Ayub went quiet, spreading his arms on the bench.

“You have to obey what you’re told, that’s all.”

Illogic, Ayub thought. Yes, there was something deeply illogical about how the group functioned, how it was organized, how it held its meetings — it prided itself on irrationality. He was the one still stuck in the old system of rationality.

“Nothing contributes to being caught or saved,” Shockie went on. “No precautions. Nothing. It all depends on loyalty between members. Most people — they notice nothing. You can assemble a bomb in front of them, set it afire, and they wouldn’t realize what had happened till they’re dead. Look at how openly I’m talking to you in this park. That’s trust. If we trust each other, anything is possible.

“When I’ve set bombs in Delhi,” Shockie continued, “I’ve come from every direction, wearing every sort of disguise. I’ve made big mistakes. Once the bomb didn’t go off. I had to come back. A lot of people saw my two friends and me. In those days they used to do a lot more prosecution on circumstantial evidence — so we used to travel in groups. To be illogical. The more illogical you are, the better you are at this game. The shopkeepers even saw and noticed us — they told us to move — but later, no one could remember our faces.”

This is why innocents are in jail, Ayub thought, his old self surfacing for a second.

“People get too wrapped up in themselves,” Shockie said. “And you know what happens when a bomb goes off? The truth about people comes out. Men leave their children and run away. Shopkeepers push aside wives and try to save their cash. People come and loot the shops. A blast reveals the truth about places. Don’t forget what you’re doing is noble.”

Ayub nodded. “You know, the friend I was staying with — did Tauqeer tell you? He was injured in a blast you set off in 1996.”

“I didn’t know,” Shockie said, his green eyes suddenly flicking on.

Was there a power struggle in the group? Ayub wondered, scratching a nail into the concrete of the bench.

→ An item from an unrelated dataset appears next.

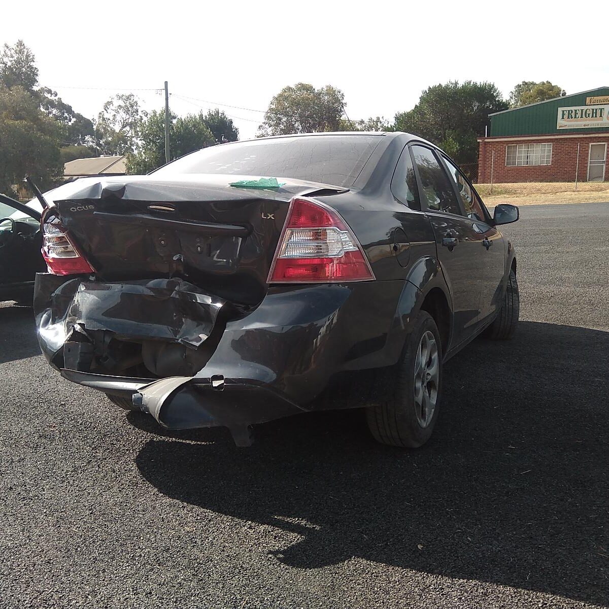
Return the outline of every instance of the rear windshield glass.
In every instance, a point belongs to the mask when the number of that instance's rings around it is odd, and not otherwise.
[[[236,142],[205,148],[155,174],[235,174],[350,186],[381,135],[312,135]]]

Had Shockie been demoted to aging coach against his will?

“That’s how I met him,” Ayub continued. “He was in that group that gave legal aid to Muslim undertrials. I mention him because what you’re saying is right — when the blast happened, he had gone with his friends. And instead of helping them he just walked off. He says he was in shock and doesn’t remember why he did this. He didn’t even phone home — he was only a boy then, twelve — but he kept walking. And if you look at him today, his entire personality can be extrapolated from that one incident. He likes to pretend nothing bad has happened. To date he’s suffering pain in his wrists from your blast,” he said, glossing over his own role in Mansoor’s recovery.

“It is too bad a Muslim got injured.”

“Don’t worry too much. They’re quite unreligious, the people in that family.”